De Gucht "auf Weg in die Rente"

Ein Mann vor der Flagge der Europäischen Union.
Karel De Gucht: Der Handelskommissar beharrt auf der umstrittenen Investitionsschutzklausel.
Die noch amtierende EU-Kommission will von Nachverhandlungen allerdings nichts wissen. „Wenn wir die Verhandlungen neu eröffnen, ist das Abkommen tot“, sagte Handelskommissar Karel De Gucht( Bild) zur Frankfurter Allgemeinen Zeitung. Gabriel zeigte sich von den Warnungen des scheidenden Kommissars unbeeindruckt: „Der ist auf dem Weg in die Rente.“ Umstritten zwischen Brüssel und Berlin ist allerdings noch, ob der Vertrag überhaupt die Zustimmung des deutschen Bundestags und der übrigen 27 nationalen Parlamente braucht - oder ob ein Ja von EU-Parlament und Rat ausreicht. So ist völlig unklar, wann das Kanada-Abkommen in Kraft treten wird.
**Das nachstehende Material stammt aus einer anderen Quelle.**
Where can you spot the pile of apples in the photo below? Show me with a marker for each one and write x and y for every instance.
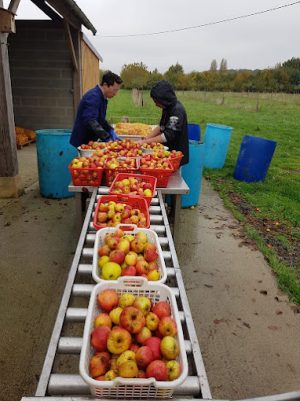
(111, 213)
(126, 148)
(82, 173)
(93, 145)
(132, 186)
(121, 163)
(133, 338)
(128, 255)
(155, 162)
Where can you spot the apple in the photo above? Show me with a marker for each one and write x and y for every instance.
(161, 309)
(128, 369)
(108, 299)
(143, 304)
(111, 271)
(141, 267)
(154, 344)
(134, 347)
(119, 340)
(174, 369)
(114, 315)
(141, 374)
(102, 217)
(150, 252)
(117, 256)
(141, 236)
(143, 356)
(110, 375)
(152, 321)
(126, 356)
(99, 364)
(153, 275)
(126, 299)
(132, 319)
(104, 250)
(129, 271)
(136, 245)
(99, 337)
(131, 258)
(102, 319)
(124, 245)
(158, 370)
(167, 326)
(169, 347)
(143, 335)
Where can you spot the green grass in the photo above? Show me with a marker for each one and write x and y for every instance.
(270, 116)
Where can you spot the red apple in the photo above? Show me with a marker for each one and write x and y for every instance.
(161, 309)
(117, 256)
(102, 319)
(167, 326)
(99, 338)
(143, 335)
(99, 364)
(158, 370)
(132, 319)
(129, 271)
(143, 356)
(108, 299)
(154, 344)
(119, 340)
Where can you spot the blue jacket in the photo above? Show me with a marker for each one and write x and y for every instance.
(92, 107)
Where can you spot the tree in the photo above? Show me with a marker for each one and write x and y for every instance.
(174, 74)
(213, 65)
(223, 65)
(135, 75)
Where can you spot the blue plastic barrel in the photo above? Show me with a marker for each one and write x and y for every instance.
(216, 139)
(192, 174)
(54, 154)
(254, 158)
(194, 132)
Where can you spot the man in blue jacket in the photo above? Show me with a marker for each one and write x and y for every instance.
(90, 123)
(173, 129)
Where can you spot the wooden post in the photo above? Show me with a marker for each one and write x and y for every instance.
(10, 181)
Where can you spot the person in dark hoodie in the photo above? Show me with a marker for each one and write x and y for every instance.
(173, 127)
(90, 123)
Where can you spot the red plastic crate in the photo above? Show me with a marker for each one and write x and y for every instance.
(84, 176)
(136, 202)
(111, 173)
(176, 161)
(145, 178)
(162, 175)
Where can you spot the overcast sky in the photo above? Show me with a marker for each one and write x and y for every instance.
(260, 41)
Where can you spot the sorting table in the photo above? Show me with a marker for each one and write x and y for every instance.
(60, 379)
(176, 187)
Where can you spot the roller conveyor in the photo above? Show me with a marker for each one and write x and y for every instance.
(60, 379)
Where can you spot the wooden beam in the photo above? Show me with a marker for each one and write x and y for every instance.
(13, 6)
(10, 181)
(60, 7)
(71, 45)
(47, 10)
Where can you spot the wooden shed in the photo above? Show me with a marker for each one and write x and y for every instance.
(45, 67)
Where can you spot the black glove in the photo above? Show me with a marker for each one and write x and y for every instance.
(98, 131)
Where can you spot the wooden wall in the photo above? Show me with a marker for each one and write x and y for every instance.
(90, 67)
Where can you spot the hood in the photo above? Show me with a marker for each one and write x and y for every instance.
(164, 93)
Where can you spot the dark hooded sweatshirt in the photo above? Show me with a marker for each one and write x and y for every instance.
(173, 122)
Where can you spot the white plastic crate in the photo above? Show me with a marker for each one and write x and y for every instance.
(131, 388)
(152, 238)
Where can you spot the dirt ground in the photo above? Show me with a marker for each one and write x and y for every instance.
(247, 330)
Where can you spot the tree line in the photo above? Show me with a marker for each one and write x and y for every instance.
(284, 77)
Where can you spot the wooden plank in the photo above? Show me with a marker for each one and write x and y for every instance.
(71, 45)
(8, 150)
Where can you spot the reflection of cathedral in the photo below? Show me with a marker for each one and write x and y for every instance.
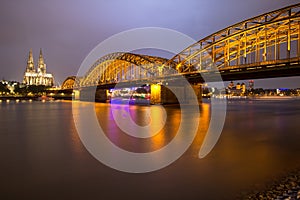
(39, 76)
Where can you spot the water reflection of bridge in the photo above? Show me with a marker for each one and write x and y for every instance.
(261, 47)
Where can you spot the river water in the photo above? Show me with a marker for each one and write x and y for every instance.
(42, 156)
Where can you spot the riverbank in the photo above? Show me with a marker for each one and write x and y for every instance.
(285, 187)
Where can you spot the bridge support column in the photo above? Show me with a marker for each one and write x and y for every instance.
(76, 95)
(161, 94)
(93, 94)
(155, 94)
(198, 92)
(101, 95)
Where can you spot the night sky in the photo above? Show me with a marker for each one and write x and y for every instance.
(67, 30)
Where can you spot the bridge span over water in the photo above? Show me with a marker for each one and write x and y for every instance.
(264, 46)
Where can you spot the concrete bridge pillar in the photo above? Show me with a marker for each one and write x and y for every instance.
(161, 94)
(93, 94)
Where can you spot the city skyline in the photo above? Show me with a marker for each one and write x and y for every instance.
(67, 32)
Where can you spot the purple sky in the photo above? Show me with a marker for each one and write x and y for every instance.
(67, 30)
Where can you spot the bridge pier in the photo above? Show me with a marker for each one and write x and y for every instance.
(162, 94)
(92, 94)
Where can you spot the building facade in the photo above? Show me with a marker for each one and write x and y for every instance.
(37, 75)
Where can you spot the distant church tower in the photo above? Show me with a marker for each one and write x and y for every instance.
(39, 76)
(30, 63)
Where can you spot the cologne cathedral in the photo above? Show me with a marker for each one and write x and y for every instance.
(38, 75)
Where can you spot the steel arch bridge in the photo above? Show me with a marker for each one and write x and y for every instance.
(267, 43)
(123, 67)
(268, 39)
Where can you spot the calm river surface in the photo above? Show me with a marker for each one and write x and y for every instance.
(42, 156)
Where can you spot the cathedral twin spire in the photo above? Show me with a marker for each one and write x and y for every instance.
(38, 75)
(41, 67)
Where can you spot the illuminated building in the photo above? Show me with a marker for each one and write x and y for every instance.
(37, 76)
(251, 84)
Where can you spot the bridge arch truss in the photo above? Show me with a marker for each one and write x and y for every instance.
(273, 37)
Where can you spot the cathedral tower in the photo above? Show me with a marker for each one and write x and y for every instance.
(30, 63)
(41, 64)
(39, 76)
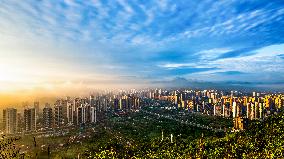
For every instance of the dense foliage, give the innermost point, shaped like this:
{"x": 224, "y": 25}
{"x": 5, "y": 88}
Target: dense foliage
{"x": 8, "y": 148}
{"x": 261, "y": 140}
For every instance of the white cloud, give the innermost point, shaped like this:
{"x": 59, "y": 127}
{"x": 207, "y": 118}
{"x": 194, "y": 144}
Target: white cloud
{"x": 212, "y": 53}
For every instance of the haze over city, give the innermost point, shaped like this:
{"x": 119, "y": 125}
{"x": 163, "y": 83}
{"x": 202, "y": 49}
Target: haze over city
{"x": 66, "y": 47}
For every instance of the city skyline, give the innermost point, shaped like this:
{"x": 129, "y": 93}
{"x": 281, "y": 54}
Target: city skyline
{"x": 50, "y": 48}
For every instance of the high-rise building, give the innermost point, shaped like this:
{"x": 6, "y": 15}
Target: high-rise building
{"x": 10, "y": 120}
{"x": 30, "y": 119}
{"x": 58, "y": 115}
{"x": 47, "y": 117}
{"x": 36, "y": 106}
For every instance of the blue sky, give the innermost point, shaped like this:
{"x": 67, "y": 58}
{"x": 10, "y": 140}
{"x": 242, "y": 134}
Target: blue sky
{"x": 140, "y": 41}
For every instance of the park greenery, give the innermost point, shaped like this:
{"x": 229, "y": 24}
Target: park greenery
{"x": 137, "y": 135}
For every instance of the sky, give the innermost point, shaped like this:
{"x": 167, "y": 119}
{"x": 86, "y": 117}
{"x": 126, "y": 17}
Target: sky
{"x": 75, "y": 45}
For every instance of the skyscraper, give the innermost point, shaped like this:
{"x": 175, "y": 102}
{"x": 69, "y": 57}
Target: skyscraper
{"x": 47, "y": 117}
{"x": 30, "y": 119}
{"x": 10, "y": 120}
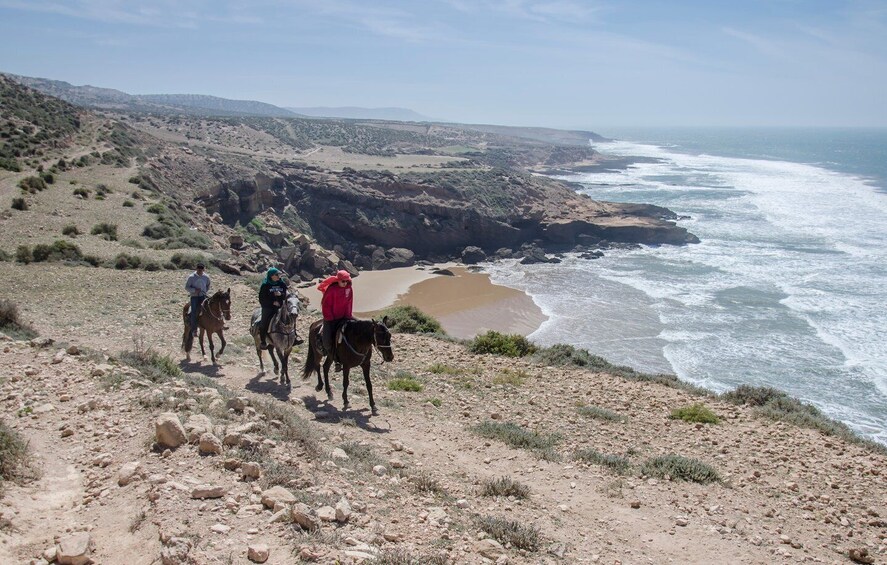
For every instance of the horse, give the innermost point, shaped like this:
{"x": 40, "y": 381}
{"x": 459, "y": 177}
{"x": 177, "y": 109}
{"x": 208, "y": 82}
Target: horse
{"x": 355, "y": 341}
{"x": 281, "y": 335}
{"x": 211, "y": 319}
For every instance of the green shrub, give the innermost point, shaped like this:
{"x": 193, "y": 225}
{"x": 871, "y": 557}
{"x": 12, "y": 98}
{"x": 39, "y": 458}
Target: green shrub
{"x": 600, "y": 413}
{"x": 59, "y": 250}
{"x": 616, "y": 463}
{"x": 12, "y": 323}
{"x": 777, "y": 405}
{"x": 505, "y": 486}
{"x": 509, "y": 532}
{"x": 516, "y": 436}
{"x": 695, "y": 413}
{"x": 406, "y": 382}
{"x": 411, "y": 320}
{"x": 680, "y": 468}
{"x": 513, "y": 345}
{"x": 32, "y": 184}
{"x": 23, "y": 254}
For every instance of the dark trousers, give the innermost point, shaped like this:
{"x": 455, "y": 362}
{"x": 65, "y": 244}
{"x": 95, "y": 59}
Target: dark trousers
{"x": 196, "y": 301}
{"x": 267, "y": 314}
{"x": 328, "y": 334}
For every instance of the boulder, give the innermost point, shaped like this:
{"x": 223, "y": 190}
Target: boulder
{"x": 73, "y": 549}
{"x": 472, "y": 255}
{"x": 169, "y": 431}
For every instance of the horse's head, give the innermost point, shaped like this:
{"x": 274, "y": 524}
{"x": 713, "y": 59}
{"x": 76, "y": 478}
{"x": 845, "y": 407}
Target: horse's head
{"x": 224, "y": 301}
{"x": 382, "y": 339}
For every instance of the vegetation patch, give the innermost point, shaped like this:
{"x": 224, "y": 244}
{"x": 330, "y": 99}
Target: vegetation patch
{"x": 409, "y": 319}
{"x": 615, "y": 463}
{"x": 677, "y": 467}
{"x": 510, "y": 532}
{"x": 406, "y": 382}
{"x": 600, "y": 413}
{"x": 105, "y": 230}
{"x": 512, "y": 345}
{"x": 505, "y": 486}
{"x": 513, "y": 377}
{"x": 777, "y": 405}
{"x": 695, "y": 413}
{"x": 516, "y": 436}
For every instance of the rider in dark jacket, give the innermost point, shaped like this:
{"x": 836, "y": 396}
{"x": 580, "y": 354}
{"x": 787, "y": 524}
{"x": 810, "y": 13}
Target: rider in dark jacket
{"x": 272, "y": 295}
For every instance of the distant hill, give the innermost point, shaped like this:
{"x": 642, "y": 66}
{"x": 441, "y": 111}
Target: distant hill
{"x": 357, "y": 113}
{"x": 110, "y": 99}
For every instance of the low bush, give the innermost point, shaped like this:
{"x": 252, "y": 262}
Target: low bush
{"x": 516, "y": 436}
{"x": 513, "y": 345}
{"x": 106, "y": 230}
{"x": 509, "y": 532}
{"x": 505, "y": 486}
{"x": 600, "y": 413}
{"x": 777, "y": 405}
{"x": 11, "y": 322}
{"x": 695, "y": 413}
{"x": 406, "y": 382}
{"x": 409, "y": 319}
{"x": 616, "y": 463}
{"x": 680, "y": 468}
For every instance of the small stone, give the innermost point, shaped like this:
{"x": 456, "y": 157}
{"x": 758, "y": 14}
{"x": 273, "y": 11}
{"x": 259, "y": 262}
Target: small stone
{"x": 258, "y": 553}
{"x": 73, "y": 549}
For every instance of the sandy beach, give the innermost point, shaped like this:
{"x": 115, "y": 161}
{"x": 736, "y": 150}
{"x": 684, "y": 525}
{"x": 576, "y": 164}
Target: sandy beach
{"x": 466, "y": 304}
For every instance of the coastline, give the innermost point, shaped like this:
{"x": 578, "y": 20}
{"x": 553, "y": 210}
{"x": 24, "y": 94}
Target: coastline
{"x": 466, "y": 304}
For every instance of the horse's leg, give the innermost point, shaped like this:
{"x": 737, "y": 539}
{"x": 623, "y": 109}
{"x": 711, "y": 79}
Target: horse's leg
{"x": 212, "y": 347}
{"x": 366, "y": 379}
{"x": 345, "y": 371}
{"x": 326, "y": 376}
{"x": 273, "y": 358}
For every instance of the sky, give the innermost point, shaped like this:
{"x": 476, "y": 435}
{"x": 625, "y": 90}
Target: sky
{"x": 555, "y": 63}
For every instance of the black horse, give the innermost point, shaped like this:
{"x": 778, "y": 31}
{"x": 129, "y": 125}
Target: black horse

Nationalrat fordert Transparenz

Der österreichische Nationalrat nahm am Mittwochabend einen Entschließungsantrag von SPÖ und ÖVP an. In diesem wird Transparenz in den Verhandlungen und die Ratifizierung durch die nationalen Parlamente gefordert. Grüne und NEOS stimmten ebenfalls dafür. Auch gegen die viel kritisierten Investorenschutzklauseln bzw. Sonderklagsrechte von Konzernen gegen Staaten spricht sich der Antrag aus, wenn auch nicht sehr vehement. „Die Sinnhaftigkeit der Aufnahme von ISDS-Klauseln (Investor-State-Dispute-Settlement, Anm.) bei Abkommen mit Staaten mit entwickelten Rechtssystemen (z. B. USA und Kanada) ist aus heutiger Sicht nicht erkennbar“, heißt es zu diesem Thema.

Die Bundesregierung solle sich laut Antrag für die Stärkung der Transparenz der Verhandlungen einzusetzen. Zusätzlich wird sie aufgefordert, „weiterhin für die Aufnahme der Verpflichtung zur Einhaltung hoher sozialer, datenschutzrechtlicher und ökologischer Mindeststandards einzutreten und eine Absenkung europäischer Standards zu verhindern“. Bezüglich der Verhandlungen mit Kanada wird es (in der Antragsbegründung) als unverständlich bezeichnet, dass die EU-Kommission bereits das Ende der Verhandlungen mit Kanada bekannt geben will. Dies sei verfrüht. Vor einer rechtlich verbindlichen Unterzeichnung durch die EU müsse die geäußerte Kritik jedenfalls ausreichend berücksichtigt und wo notwendig auch noch Änderungen am Vertragstext vorgenommen werden.

"Panikmache" mit Chlorhuhn

Ein Mann im Anzug blickt nach oben.
APA19989074-2_26082014 - WIEN - ÖSTERREICH: Wirtschaftsminister Reinhold Mitterlehner am Dienstag, 26. August 2014, nach der Sitzung des ÖVP-Parteivorstandes in der Parteizentrale in Wien. Reinhold Mitterlehner wird der neue ÖVP Obmann. FOTO: APA/HERBERT NEUBAUER
Zuvor hatte Vizekanzler Reinhold Mitterlehner( Bild)in der Debatte die großen Transatlantik-Abkommen CETA und TTIP verteidigt. Der Opposition warf er „Panikmache“ vor, die nicht der Aufklärung, sondern dem Wechseln von politischem Kleingeld diene. Die viel zitierten „Chlorhühner“ gebe es gar nicht - das stimmt zumindest bei CETA, wo Hühner und Geflügel tatsächlich ausgeklammert werden. Kanada sei ein Industriestaat, der über hohe Standards verfüge - eine Aufweichung europäischer Standards lehne er jedenfalls ab. Bezüglich der Sonderklagsrechte, die von den nordamerikanischen Partnerstaaten gefordert werden, meinte der Vizekanzler, dass hier wohl noch über Ausmaß und Mechanismen zu reden sein werde.